Ed anche la segreteria regionale dell’Unione generale del lavoro (Ugl) Telecomunicazioni attacca frontalmente il management dell’azienda. «Non bastava l’incertezza mondiale dettata dall’emergenza covid19 – si legge in una nota dell’organizzazione sindacale – non bastavano le numerose sollecitazioni tese ad invocare il rispetto delle misure di sicurezza nelle sedi Calabresi di Abramo C.C.a. Non bastava un caso di positività acclarato nella sede di Crotone».
«Ieri abbiamo appreso – prosegue la nota – che l’Azienda ha iniziato nuovamente il valzer della possibile mancata corresponsione degli stipendi ai propri dipendenti. Una doccia gelata sui lavoratori e le loro famiglie che rischiano l’emergenza nell’emergenza».
«In questi giorni abbiamo assistito a goffi tentativi aziendali di attivare lo smart working – sottolinea l’Ugl – lavoratori che hanno sentito dirsi tutto ed il contrario di tutto. L’abilitazione di tutti lavoratori allo smart working è infatti ancora in alto mare. Disorientamento, cattiva gestione, cattiva organizzazione, fino alla dichiarazione di ieri».
«Dichiarazione che – prosegue la nota – purtroppo certifica quanto dicevamo a fine gennaio in riferimento alle responsabilità aziendali di fronte ad una crisi iniziata più di un anno fa. Era giugno del 2019 quando apprendemmo della emissione di un Bond da parte di Abramo cc per svariati milioni di euro sottoscritto dal Fondo Tenax Capital».
«Azienda – afferma ancora la segreteria dell’Ugl – riferiva di voler effettuare investimenti. Quali, onestamente nessuno lo ha capito. A gennaio chiedemmo all’azienda di chiarire pubblicamente quale fosse il suo stato di salute economico e soprattutto se fosse stata capace di continuare a svolgere sul mercato dei servizi Customer Care quel ruolo che, grazie alla professionalità ed al contributo di tanti lavoratori e lavoratrici Calabresi, si era ritagliata. Le dichiarazioni di ieri, in uno scenario precario socialmente ed economicamente, sono uno schiaffo ai lavoratori ed alle loro famiglie».

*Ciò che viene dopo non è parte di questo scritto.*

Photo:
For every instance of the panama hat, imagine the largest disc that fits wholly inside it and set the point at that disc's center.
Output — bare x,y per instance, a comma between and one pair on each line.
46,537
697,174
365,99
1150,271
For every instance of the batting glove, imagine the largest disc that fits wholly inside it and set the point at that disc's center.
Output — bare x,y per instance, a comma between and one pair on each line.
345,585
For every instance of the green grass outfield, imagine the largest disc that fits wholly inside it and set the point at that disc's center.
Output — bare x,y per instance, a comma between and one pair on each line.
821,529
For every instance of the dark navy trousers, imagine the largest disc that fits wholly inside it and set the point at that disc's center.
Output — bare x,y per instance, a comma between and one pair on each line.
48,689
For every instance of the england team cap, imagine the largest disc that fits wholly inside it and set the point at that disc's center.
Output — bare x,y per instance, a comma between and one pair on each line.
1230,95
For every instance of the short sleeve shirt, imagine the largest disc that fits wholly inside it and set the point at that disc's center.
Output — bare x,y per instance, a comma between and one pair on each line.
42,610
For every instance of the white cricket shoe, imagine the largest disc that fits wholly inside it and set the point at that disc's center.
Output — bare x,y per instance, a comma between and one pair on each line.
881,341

«Per tali ragioni, Ugl Telecomunicazioni – annuncia – dichiara lo stato di agitazione permanente e sollecita l’azienda a venire allo scoperto una volta per tutte. Dia tempi certi rispetto al pagamento degli stipendi».
«Azienda – conclude la nota – abbia rispetto dei lavoratori calabresi. Occorre, ancor più, rispetto per le persone che non hanno mai lesinato sacrifici davanti agli scenari di crisi del settore. Occorre guardare negli occhi i lavoratori e raccontare loro la Verità perché il rapporto fiduciario con essi è andato via via incrinandosi».